経口飲料水を1口、息を乱して苦しそうな男の燃えそうな咥内に吸い込まれて行き、その氷の冷たさが男の熱を多少冷やしてゆく。
「っつ……!や、冷たい……」
「ああ、冷たくて気持ちいいな……海」
普段よりも甘いその声にどう逃げ出せばいいのか。彼の身体を気遣い、労るのならこんな風に抱き合うなんて良くないのは分かっている。けど、その灰色の鷹のような鋭い瞳に見つめられた時から、初めて出会った福岡の夜からもう自分は彼の腕から逃れることは出来ない。
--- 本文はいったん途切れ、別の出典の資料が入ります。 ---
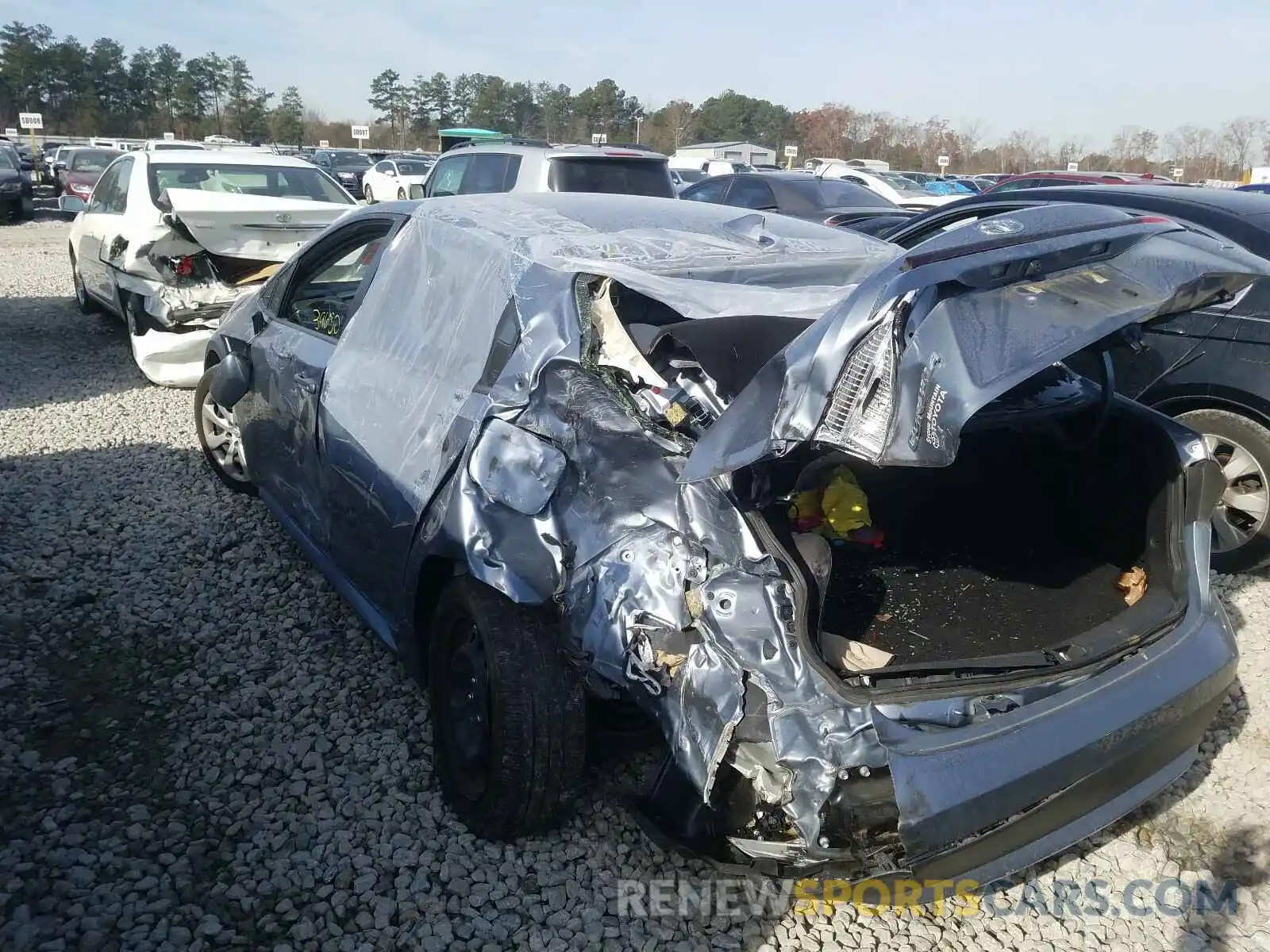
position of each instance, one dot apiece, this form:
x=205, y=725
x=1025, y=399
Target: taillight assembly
x=864, y=397
x=182, y=267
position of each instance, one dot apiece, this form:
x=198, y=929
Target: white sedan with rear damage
x=169, y=240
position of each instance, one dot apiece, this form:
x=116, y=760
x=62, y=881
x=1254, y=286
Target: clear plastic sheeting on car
x=473, y=329
x=964, y=349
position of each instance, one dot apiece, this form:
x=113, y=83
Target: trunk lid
x=895, y=371
x=264, y=228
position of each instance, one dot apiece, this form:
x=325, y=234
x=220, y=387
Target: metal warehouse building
x=729, y=152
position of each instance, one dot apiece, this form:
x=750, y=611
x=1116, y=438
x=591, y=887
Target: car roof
x=1241, y=203
x=556, y=152
x=222, y=156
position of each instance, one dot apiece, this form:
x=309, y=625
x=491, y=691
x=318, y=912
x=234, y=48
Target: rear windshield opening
x=264, y=181
x=625, y=177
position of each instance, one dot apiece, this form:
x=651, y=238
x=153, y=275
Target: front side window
x=111, y=194
x=327, y=292
x=413, y=167
x=92, y=160
x=262, y=181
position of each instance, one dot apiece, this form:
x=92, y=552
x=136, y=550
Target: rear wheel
x=1241, y=531
x=220, y=438
x=508, y=712
x=83, y=301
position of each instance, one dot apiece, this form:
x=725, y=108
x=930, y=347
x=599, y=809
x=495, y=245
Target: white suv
x=526, y=165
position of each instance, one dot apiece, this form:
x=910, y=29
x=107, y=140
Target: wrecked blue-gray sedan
x=905, y=594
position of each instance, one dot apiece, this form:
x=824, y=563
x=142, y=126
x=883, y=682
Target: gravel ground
x=201, y=747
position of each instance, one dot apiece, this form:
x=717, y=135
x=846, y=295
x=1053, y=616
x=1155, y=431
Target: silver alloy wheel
x=1242, y=511
x=224, y=440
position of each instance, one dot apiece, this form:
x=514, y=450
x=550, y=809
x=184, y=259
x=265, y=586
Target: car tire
x=210, y=425
x=137, y=319
x=83, y=300
x=1241, y=539
x=508, y=712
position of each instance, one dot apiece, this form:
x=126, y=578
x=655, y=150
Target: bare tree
x=1238, y=137
x=969, y=137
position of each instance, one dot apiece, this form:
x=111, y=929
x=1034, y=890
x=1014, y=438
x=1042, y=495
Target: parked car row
x=1202, y=368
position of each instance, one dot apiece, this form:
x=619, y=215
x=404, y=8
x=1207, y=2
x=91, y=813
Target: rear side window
x=489, y=173
x=709, y=190
x=448, y=175
x=751, y=194
x=624, y=177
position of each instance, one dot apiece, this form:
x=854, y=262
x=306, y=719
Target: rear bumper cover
x=987, y=801
x=1028, y=789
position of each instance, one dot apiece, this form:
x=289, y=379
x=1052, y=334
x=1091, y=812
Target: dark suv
x=346, y=165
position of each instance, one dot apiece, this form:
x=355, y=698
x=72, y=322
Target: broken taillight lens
x=864, y=397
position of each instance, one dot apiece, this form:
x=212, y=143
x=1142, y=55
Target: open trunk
x=1016, y=547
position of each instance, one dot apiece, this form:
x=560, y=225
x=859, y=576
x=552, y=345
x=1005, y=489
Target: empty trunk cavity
x=1019, y=546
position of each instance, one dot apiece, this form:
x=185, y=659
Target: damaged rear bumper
x=1019, y=789
x=986, y=801
x=183, y=321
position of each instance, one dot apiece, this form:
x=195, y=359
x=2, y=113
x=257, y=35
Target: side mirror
x=232, y=381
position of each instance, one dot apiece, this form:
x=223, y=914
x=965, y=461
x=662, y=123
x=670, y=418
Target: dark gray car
x=829, y=512
x=799, y=196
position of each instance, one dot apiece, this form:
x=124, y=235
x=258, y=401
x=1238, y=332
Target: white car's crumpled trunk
x=248, y=232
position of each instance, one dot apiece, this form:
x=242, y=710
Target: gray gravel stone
x=202, y=748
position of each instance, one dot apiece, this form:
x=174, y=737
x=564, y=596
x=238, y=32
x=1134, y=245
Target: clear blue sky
x=1060, y=69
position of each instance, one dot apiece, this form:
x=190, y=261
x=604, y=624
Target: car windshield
x=94, y=160
x=413, y=167
x=264, y=181
x=622, y=177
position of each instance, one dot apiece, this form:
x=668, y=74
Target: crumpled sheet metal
x=620, y=543
x=971, y=348
x=171, y=359
x=168, y=359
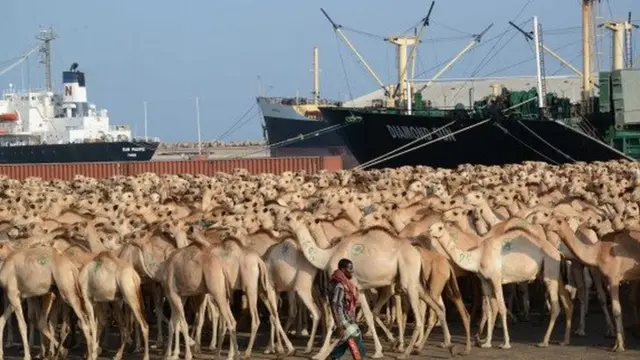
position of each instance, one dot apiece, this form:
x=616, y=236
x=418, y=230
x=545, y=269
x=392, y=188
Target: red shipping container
x=206, y=167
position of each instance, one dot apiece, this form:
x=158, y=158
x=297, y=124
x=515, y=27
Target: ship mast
x=46, y=36
x=587, y=89
x=316, y=77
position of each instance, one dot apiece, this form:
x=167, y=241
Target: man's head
x=346, y=266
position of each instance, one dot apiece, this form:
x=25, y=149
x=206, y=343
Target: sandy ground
x=524, y=336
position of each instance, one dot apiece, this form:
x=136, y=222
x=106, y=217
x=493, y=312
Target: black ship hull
x=78, y=152
x=371, y=135
x=286, y=134
x=283, y=135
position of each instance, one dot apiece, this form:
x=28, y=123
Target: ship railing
x=300, y=101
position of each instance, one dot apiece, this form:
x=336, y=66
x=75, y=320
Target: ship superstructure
x=44, y=126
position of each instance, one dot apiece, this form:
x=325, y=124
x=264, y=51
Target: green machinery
x=525, y=107
x=620, y=94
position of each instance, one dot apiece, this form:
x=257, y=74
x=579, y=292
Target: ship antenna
x=554, y=54
x=316, y=77
x=46, y=36
x=415, y=40
x=629, y=26
x=338, y=29
x=587, y=92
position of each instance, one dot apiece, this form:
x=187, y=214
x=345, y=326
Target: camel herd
x=174, y=249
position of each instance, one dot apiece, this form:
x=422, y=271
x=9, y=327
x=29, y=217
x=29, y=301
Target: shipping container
x=206, y=167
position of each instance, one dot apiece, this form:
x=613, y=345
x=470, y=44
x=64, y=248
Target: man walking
x=344, y=300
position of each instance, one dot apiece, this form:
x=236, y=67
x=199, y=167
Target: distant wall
x=206, y=167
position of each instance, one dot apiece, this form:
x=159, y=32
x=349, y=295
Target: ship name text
x=132, y=149
x=417, y=132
海は不慣れな姿のまま初めて自分から彼を抱きしめてあげた。氷の冷たさはもう何も感じなくなるほど、2人は暖房の効いた部屋で欲望が尽きるまでまた求めあった。
「海……一緒に福岡に来てくれ……」
朧気に呟いて、男は静かに海の腕の中で眠りに落ちた。裸の海を抱き締めながら、静かに寝息を立てる男を見つめて、海は静かな声で、そっと何かを秘めたかのように意識を混濁させたまま眠る男に答えるかのようにそっと抱きしめ返し、綺麗な寝顔に口付けて、普段と違い乱した刈り上げの髪を撫で、海は返事をした。
「私は……リヴァイとは……一緒には暮らせません」
まるで儚い雪のように。穏やかに聖なる夜は更けてゆく。
離れていた分の距離を埋め合い激しく二人は求め合っていた。部屋の温度が高まり汗を浮かべる程。その傍ら、男の穏やかな気持ちとは裏腹に、ベッドの下に落ちたままの充電が切れかかっているスマホからは狂ったように男を呼ぶ叔父からの電話が鳴り響いていた。